Letter Typed for Legibility
Nov. 1971
Dennis and Rena:
Perhaps this letter will explain many things. I know you have both wondered why I’ve remained so distant and never tried to contact you the last few years.
My past life was very mixed up, an inborn problem that made a normal life impossible for me. Your mother and I separated because of it, and I’m sure you must remember something, Dennis. Rena was too young then.
To be brief, no matter how hard I’ve tried in the past, I have never been able to accept myself as a male, and nearing the brink of possible suicide, I submitted myself to extensive medical and psychological research. It was determined that I was a transsexual, physically a male, but more basically a female. The magnitude of the predominant sex could not be reduced. In December 1969, I underwent conversion surgery for sex-reassignment. I am no longer a would be man and I have my true identity now, and am much happier for it.

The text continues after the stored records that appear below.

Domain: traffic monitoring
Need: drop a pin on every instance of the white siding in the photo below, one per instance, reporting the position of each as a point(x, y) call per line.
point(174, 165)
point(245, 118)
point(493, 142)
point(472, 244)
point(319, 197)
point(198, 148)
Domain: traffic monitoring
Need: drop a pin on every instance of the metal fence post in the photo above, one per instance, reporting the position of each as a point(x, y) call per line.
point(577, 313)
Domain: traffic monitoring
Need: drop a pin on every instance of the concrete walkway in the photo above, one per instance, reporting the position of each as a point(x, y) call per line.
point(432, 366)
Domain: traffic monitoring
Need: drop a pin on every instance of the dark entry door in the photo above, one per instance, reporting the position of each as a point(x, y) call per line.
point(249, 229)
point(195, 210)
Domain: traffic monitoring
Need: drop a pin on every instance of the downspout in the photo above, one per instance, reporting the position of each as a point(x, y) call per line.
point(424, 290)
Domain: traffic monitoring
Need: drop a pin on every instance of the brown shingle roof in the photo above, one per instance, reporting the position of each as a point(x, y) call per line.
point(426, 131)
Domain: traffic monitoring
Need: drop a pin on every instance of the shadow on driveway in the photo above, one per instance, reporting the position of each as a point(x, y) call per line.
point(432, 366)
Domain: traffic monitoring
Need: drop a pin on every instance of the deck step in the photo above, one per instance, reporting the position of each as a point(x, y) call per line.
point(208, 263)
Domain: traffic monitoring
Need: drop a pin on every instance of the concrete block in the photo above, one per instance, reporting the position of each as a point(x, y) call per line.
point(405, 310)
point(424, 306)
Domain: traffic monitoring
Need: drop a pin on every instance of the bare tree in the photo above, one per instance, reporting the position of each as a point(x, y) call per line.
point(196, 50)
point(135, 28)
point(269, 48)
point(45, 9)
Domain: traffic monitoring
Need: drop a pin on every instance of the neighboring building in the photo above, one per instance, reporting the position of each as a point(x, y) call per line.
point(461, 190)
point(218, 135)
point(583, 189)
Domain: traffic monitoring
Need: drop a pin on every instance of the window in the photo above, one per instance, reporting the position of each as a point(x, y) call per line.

I’m sorry for the hurt this must bring, but you both have full lives ahead of you and I was only able to salvage a portion of mine.
Don’t ever worry about either of you being abnormal, this thing is not hereditary, and I know you will both have good lives.
Think how hard it is for my parents to accept this, they do not fully understand, nor do I understand.
I’m very sorry for the coldness on my part towards you both in the past, but now you understand why it was better I stay away, I could sense my destiny.
I’m proud of you both and wish I were free to express everything I feel.
Please don’t hate me for what I’ve done. Life is full of the unexpected.